Assistant coach Mike Wells ("Wellsy") was running a drill with Francis, Nachbar and another player. He would feed them bullet passes as they hit locations, and they would immediately fire up the shot. At first, Nachbar took feeds from both sides of the top of the key, about 17-18 feet out (just inside the top of the key). He was on fire, hitting 11 of the 12 shots he took from there.
Then it moved out to the baseline. From atleast 18 feet out, Nachbar would put up a baseline shot, then bolt immediately to the wing from about 18, take a feed, put up the shot, then move back to the baseline. He took 14 shots and made all of them. I watched every single shot and was amazed how they looked identical, from wherever he shot. Dude has an outstanding touch - his ball just gets nothing but net, or barely grazes the front iron.
After he did that, he had the rest of the team's attention. I would watch as Moochie, Griffin, KT ... everyone, would sit or stand on the sidelines, stop what they were doing and watch Nachbar shoot.
Francis is a hell of a competitor, and he wasn't going to take the 14 straight lying down. So he yelled out that he needed to make 15 in a row, and everyone watched.
He missed his first, and a lot of the squad, led by Mobley, erupted in to laughter.
"No, no, no!" yelled Francis. "It starts when I make one."
Steve missed a few others, but not many. I didn't catch how many, but he probably reeled off 8 straight of his own. But Nachbar was the show. They moved out to the NBA three-point line, taking two shots from each of the Around the World hot spots.
He nailed all 10 shots.
Nachbar had hit 35 of his last 36 shots and I watched every single one. Granted, there was no defense, but this kid can shoot lights out. He went 8-13 from NBA three around the world on the next go, proving he can miss some, but he was certainly in a zone this time.
Things Noticed
- A reporter from the University of Michigan, doing a story on alumn Rudy T, was at practice, and in fact went to lunch with Rudy after the session. When he introduced himself to Rudy, the coach smiled and busted out in to the Michigan fight song.

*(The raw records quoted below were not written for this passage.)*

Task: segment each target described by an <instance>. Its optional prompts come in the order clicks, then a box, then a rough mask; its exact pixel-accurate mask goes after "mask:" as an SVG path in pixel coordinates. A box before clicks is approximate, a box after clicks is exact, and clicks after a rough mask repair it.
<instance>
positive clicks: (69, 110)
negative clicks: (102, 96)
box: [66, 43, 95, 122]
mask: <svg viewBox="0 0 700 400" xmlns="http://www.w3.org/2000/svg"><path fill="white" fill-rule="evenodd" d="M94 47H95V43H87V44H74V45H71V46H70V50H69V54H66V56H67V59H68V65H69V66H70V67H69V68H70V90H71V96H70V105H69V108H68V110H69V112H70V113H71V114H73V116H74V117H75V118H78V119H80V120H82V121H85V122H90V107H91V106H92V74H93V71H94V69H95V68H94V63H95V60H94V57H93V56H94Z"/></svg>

- The rookie that was invited to camp, Sonny Watson, has the build of a successful NBA center, but you see his weakness once he puts up the ball. His form is terrible and the first shot I saw him put up was a 10-foot airball.
- From the Detroit News, a rumor was floating around that the Rockets, along with the Mavericks and Spurs, were interested in acquiring Chinese center Mengke Bateer, who was recently shipped from the Nuggets to the Pistons. I spoke with someone there on that, who told me that rumor was probably "more Detroit than Houston" and that it just didn't make sense for the Rockets to have 4 players who strictly play center (since Cato won't be moved and Jason Collier can't be moved). In fact, later today the Spurs did acquire Bateer.
- While Cuttino Mobley may not be nailing everything in the motion offense right away, he is still nailing his shots. Cat has hit several 17-foot jumpers in drills with defenders.